You don't need to use "run as" if you use the built in superuser account, and it's just one example among many.

ChrisD. · 3 Mar 2017 at 14:05

What admin? Domain admin, local admin?

KIA · 3 Mar 2017 at 17:20

ChrisD. said:
What admin? Domain admin, local admin?

Both.

ChrisD. · 3 Mar 2017 at 17:34

Well best practice is already RBAC and only select few using domain admin (when it's needed, rather than day to day). For local at home, it's pretty obvious and Windows is catching up with *nix anyway.

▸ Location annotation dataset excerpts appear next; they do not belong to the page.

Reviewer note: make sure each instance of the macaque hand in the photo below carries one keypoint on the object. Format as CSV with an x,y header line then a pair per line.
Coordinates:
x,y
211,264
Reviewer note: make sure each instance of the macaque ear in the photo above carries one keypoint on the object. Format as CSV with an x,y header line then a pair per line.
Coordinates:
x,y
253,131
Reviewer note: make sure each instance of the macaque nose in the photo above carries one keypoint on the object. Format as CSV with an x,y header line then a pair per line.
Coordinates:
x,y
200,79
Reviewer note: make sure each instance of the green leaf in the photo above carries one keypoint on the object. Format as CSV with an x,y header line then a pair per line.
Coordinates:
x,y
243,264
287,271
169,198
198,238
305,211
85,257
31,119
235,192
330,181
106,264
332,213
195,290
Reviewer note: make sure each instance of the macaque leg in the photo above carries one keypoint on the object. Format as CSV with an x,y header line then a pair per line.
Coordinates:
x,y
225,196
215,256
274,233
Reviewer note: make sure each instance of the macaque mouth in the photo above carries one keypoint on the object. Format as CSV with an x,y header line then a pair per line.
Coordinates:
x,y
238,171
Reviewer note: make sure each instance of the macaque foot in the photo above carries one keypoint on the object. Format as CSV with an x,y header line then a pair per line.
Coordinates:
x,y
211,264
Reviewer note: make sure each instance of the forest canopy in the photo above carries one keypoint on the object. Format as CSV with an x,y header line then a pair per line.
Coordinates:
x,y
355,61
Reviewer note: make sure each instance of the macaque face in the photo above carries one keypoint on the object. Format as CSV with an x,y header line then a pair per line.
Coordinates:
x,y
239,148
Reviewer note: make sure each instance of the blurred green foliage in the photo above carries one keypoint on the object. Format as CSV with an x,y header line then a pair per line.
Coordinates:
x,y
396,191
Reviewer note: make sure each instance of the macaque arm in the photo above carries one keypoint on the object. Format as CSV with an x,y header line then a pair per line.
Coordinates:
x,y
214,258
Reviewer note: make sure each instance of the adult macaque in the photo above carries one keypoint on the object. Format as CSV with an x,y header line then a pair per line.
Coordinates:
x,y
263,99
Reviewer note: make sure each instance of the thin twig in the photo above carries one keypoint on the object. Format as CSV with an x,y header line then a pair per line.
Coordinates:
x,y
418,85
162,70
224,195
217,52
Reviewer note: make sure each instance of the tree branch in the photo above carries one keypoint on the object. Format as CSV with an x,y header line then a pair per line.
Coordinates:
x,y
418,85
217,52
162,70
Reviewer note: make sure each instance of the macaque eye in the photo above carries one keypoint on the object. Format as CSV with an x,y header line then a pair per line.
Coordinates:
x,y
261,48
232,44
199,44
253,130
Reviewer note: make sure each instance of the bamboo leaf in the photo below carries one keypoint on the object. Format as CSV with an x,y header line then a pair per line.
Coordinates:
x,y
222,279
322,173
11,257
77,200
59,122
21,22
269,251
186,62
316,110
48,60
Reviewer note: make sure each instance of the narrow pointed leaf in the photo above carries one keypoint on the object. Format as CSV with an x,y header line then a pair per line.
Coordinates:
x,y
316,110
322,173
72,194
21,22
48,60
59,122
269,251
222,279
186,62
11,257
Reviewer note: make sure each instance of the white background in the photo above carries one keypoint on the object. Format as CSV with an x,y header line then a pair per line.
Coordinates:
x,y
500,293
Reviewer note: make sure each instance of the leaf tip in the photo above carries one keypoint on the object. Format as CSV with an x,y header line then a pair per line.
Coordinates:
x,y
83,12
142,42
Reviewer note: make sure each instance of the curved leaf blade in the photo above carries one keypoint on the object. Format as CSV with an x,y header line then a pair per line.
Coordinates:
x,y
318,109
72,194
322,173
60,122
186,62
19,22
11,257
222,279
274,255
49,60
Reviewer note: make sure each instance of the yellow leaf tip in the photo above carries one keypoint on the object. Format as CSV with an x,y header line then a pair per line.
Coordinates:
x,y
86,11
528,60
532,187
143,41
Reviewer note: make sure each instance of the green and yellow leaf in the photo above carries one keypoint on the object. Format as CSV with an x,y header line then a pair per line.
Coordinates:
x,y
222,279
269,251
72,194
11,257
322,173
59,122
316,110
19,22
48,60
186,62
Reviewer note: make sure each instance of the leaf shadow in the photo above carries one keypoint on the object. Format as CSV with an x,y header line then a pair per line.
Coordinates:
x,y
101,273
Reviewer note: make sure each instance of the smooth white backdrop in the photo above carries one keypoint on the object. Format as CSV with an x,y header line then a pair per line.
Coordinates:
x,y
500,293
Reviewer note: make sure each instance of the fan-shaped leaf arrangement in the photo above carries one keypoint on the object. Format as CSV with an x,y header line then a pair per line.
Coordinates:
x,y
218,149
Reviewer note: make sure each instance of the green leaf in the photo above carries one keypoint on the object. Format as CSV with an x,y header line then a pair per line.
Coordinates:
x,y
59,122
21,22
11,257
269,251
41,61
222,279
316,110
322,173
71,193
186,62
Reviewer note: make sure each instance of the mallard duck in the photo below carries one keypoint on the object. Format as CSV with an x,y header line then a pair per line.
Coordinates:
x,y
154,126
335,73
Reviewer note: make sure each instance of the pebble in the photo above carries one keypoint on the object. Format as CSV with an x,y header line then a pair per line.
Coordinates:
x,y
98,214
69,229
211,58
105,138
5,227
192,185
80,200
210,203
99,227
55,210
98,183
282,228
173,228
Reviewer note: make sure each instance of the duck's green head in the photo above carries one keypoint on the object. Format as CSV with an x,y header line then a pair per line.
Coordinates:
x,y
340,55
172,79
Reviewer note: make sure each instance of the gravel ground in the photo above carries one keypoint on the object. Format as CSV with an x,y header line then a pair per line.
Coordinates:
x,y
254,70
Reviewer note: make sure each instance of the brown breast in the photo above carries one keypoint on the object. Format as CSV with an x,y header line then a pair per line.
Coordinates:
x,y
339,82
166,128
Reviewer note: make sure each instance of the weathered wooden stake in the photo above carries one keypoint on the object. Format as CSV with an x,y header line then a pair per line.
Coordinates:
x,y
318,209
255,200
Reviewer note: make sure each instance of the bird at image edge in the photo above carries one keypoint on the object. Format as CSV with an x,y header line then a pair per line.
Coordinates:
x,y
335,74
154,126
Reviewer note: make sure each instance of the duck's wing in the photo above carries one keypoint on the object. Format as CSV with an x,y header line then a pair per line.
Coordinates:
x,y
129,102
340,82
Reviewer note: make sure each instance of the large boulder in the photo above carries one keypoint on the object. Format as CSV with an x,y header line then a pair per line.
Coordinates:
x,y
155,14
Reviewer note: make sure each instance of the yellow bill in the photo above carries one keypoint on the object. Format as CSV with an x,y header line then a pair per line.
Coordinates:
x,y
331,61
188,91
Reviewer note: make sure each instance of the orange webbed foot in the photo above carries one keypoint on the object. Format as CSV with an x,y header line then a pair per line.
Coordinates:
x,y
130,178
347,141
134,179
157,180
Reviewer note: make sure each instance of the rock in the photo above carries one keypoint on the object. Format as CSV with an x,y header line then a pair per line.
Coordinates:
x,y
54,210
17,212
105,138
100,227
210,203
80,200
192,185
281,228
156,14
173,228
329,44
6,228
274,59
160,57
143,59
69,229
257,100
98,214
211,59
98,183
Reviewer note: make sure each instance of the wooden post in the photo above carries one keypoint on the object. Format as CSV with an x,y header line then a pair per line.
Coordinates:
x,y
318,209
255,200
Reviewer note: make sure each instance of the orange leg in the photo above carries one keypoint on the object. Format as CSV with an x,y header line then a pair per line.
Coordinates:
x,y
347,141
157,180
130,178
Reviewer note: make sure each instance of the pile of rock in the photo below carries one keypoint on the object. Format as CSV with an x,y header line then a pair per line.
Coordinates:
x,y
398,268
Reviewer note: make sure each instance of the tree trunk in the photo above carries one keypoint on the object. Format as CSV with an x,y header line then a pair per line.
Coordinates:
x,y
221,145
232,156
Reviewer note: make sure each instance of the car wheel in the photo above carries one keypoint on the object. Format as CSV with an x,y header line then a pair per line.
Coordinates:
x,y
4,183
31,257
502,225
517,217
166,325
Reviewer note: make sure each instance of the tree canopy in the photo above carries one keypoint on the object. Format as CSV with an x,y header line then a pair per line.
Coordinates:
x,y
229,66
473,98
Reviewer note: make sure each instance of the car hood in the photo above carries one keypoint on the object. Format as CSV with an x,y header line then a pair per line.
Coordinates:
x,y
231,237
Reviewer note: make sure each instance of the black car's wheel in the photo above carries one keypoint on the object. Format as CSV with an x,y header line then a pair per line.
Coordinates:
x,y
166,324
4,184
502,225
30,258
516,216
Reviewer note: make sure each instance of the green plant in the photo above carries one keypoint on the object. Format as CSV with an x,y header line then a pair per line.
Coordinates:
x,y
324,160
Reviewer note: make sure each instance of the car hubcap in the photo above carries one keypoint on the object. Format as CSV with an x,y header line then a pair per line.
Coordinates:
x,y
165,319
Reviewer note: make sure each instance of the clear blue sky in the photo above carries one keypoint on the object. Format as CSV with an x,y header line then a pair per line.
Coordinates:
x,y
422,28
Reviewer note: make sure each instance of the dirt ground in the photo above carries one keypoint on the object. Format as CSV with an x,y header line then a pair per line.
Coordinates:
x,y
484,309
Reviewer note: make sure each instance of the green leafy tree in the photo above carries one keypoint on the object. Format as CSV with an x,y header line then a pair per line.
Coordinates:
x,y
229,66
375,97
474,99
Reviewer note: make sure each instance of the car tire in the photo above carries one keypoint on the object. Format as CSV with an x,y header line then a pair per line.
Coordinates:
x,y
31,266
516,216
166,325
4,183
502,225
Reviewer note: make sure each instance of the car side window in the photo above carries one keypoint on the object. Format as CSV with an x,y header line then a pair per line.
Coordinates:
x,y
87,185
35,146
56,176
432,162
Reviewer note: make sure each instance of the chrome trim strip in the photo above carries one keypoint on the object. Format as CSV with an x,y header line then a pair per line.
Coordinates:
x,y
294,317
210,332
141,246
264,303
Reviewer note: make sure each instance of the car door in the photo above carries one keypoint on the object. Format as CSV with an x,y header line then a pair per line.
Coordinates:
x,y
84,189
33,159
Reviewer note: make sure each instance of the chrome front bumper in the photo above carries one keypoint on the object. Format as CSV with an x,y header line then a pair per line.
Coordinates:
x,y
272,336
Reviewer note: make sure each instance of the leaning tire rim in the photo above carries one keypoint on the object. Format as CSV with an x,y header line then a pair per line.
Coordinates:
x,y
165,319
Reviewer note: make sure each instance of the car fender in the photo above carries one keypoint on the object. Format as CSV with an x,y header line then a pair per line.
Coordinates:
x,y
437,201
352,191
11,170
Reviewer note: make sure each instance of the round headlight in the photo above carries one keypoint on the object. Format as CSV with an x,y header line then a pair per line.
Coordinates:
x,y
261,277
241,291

Last job I was in regular admins were using domain admin in day to day duties including desktop logon, email, apps etc. How I laughed.

KIA · 3 Mar 2017 at 17:51

ChrisD. said:
Last job I was in regular admins were using domain admin in day to day duties including desktop logon, email, apps etc. How I laughed.

I've witnessed something similar. Logged in as domain admin, using IE on a Server 2003 box to browse the web, long after support expired.

ChrisD. · 3 Mar 2017 at 17:52

The only saving grace is that that particular system (as are most I work on) are disconnected from the web, thankfully. But yeah, that's pretty funny/facepalm!

Rroff · 4 Mar 2017 at 13:00

KIA said:
I've witnessed something similar. Logged in as domain admin, using IE on a Server 2003 box to browse the web, longer after support expired.

I had to laugh once - one of the IT guys where I was working was always berating other users about security and practises, etc. one day connected his personal laptop to a closed production network to install a printer driver (I'm guessing was impatient) subsequently it was infected with a virus knocking the systems on it offline :s (ah his face when he realised what he had done and that some of us realised how it had happened).

Mattus · 4 Mar 2017 at 17:25

Energize said:
Running my workstation would be a nightmare as standard user, it's such a pain just being asked permission every time I want to write to C:\

What are you doing which requires regular writing to the root folder? Can't you just write to another folder?